W 6. Kolejce I ligi siatkarki KSZO Ostrowiec przegrały we własnej hali z Enea Energetykiem Poznań 0:3 (18:25, 17:25, 20:25). MVP tego spotkania została rozgrywająca drużyny z Wielkopolski, była zawodniczka KSZO, Ewelina Tobiasz.
Ostrowczanki były słabsze od rywalek w każdym elemencie siatkarskiego abecadła.
– Jednym pozytywem jest nasz atak z szóstej strefy. Zespoły już wiedzą, że ten element to znak firmowy KSZO. Energetyk to „górna półka’ naszej ligi. Oni nie ukrywają, że w tym sezonie chcą awansować do ekstraklasy. Drużyna bardzo techniczna, świetnie grająca w ataku i doświadczona – podsumował trener „pomarańczowo-czarnych” Łukasz Marciniak.
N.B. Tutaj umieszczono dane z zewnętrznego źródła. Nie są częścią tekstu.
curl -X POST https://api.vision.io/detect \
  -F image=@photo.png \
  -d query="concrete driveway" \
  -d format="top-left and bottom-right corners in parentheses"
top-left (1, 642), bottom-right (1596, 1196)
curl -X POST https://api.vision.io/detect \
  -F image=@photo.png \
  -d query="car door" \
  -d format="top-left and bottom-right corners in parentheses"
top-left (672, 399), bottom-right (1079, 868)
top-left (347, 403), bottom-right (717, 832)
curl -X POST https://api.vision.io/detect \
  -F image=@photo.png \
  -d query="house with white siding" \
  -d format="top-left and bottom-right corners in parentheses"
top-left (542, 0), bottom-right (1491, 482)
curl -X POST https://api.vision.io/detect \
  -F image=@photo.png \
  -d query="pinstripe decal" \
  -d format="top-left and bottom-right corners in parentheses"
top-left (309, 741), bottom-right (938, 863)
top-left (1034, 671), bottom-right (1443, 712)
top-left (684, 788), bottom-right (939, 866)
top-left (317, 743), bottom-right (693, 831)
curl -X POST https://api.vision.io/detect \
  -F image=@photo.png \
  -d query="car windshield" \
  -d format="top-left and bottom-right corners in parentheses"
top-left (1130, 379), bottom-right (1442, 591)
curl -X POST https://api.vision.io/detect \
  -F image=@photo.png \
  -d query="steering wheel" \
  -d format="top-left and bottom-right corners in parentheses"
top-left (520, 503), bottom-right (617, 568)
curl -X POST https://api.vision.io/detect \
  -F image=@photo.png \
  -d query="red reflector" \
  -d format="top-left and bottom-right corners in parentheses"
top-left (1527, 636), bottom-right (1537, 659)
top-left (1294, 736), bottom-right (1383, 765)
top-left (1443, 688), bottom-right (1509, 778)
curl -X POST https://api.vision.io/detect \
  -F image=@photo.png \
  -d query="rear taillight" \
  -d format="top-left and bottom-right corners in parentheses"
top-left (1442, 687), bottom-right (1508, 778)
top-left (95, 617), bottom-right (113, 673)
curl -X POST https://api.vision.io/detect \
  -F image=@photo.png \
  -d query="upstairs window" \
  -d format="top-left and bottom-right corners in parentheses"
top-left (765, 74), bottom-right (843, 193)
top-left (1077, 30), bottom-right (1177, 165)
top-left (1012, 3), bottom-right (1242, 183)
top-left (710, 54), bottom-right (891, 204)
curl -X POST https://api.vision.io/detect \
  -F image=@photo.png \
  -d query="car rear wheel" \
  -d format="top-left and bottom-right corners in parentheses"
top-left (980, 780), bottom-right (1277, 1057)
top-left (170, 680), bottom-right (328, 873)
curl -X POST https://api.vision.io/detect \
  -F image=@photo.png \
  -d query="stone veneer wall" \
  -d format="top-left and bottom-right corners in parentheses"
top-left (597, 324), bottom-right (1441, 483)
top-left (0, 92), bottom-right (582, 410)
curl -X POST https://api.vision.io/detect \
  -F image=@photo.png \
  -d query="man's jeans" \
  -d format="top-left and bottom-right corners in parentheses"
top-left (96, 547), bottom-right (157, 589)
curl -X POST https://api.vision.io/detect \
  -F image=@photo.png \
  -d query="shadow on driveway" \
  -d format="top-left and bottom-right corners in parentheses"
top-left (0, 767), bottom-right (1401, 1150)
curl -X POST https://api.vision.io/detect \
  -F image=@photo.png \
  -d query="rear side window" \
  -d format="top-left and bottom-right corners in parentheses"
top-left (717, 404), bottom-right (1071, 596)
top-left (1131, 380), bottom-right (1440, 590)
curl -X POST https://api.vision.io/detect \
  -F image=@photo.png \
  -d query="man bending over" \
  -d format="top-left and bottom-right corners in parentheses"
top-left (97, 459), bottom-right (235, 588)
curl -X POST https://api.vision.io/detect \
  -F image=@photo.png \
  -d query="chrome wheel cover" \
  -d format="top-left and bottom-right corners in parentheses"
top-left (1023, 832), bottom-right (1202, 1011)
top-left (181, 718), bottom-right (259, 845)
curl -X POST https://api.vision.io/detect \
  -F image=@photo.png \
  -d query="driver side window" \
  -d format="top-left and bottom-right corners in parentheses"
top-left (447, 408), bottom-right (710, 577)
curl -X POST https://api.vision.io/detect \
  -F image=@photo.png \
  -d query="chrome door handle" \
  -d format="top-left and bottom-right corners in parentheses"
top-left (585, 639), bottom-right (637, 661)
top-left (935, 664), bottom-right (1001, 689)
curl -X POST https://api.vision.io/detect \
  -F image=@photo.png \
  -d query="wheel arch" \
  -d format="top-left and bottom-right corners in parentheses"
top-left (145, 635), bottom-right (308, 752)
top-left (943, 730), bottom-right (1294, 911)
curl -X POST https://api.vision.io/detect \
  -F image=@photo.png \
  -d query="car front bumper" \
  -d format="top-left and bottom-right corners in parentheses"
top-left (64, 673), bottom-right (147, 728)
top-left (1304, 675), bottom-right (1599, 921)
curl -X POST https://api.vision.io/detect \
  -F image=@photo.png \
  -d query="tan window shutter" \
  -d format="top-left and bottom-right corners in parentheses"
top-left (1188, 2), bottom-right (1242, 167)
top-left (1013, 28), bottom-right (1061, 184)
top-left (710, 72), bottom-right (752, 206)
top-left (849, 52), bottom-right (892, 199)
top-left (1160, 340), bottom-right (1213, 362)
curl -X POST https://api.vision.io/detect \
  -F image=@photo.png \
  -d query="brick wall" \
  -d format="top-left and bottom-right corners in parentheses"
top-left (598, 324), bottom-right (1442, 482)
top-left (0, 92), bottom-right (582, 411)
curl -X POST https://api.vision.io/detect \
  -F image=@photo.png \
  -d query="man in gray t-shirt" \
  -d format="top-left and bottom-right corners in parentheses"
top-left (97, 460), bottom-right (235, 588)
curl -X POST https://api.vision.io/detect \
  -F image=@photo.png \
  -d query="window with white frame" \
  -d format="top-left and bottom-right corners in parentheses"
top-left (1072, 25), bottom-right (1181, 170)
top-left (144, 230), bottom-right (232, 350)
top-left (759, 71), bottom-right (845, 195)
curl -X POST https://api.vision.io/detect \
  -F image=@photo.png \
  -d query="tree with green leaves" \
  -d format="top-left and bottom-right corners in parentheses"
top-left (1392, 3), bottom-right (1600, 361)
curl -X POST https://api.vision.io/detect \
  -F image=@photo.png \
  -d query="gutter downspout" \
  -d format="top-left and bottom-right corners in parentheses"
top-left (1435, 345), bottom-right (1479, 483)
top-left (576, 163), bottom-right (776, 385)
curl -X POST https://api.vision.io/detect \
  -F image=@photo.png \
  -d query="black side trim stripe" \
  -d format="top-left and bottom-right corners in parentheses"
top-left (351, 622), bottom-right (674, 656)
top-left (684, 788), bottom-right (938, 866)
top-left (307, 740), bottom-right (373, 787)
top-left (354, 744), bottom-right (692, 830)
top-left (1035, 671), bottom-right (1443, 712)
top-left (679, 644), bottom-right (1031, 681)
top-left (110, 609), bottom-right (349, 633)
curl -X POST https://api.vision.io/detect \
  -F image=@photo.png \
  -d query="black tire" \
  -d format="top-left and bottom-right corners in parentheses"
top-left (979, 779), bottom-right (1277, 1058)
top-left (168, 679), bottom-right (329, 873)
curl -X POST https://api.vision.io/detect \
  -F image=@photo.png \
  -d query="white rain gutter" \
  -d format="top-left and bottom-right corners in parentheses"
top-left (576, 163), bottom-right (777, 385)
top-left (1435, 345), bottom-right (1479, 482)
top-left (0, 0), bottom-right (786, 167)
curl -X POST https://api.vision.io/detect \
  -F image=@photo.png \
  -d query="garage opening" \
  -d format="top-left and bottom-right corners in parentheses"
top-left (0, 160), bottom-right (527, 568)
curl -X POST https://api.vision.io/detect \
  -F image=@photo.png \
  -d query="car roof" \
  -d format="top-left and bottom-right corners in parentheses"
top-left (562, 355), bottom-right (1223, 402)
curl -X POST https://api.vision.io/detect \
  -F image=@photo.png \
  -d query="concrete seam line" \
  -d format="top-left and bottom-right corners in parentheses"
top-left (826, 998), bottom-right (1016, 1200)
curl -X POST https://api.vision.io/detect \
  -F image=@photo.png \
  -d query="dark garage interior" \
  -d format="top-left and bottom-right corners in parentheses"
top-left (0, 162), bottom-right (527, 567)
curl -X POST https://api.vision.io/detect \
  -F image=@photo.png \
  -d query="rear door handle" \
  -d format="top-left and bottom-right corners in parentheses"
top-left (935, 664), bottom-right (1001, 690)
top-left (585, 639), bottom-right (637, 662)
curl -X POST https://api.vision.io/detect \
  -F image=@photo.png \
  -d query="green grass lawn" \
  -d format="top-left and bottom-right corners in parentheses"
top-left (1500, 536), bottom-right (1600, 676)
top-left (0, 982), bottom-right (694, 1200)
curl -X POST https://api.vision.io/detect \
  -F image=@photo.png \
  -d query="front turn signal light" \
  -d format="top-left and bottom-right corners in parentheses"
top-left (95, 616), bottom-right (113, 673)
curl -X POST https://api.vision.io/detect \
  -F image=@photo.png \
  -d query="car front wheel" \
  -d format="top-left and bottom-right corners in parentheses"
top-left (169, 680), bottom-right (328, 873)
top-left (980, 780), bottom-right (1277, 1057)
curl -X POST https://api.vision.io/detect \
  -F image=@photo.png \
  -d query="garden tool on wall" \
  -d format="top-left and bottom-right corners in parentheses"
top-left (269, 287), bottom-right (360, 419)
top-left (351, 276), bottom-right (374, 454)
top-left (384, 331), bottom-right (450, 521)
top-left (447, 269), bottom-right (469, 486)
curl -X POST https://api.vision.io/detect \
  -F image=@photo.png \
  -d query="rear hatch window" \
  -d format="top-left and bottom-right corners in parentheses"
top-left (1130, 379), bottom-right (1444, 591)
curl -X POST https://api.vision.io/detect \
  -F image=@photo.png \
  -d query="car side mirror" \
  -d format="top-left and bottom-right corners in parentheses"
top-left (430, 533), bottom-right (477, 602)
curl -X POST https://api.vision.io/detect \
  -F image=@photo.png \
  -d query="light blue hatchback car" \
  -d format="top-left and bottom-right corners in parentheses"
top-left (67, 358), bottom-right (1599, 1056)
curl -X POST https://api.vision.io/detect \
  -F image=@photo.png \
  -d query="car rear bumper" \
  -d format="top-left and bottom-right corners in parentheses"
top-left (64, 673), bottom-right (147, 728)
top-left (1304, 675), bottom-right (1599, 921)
– Niestety, nie mamy się z czego cieszyć. Ciężko mi tak „na gorąco” powiedzieć co dziś zawiodło. Mam nadzieję, że w następnym meczu podniesiemy głowy do góry. Ten tydzień przepracujemy na 110 procent i wierzę, że efekty się pojawią – powiedziała ze łzami w oczach środkowa bloku KSZO Nikola Abramajtys.
Za tydzień ostrowczanki znów czeka bardzo trudny mecz. Rywalem na wyjeździe będzie lider tabeli 7R Solna Wieliczka.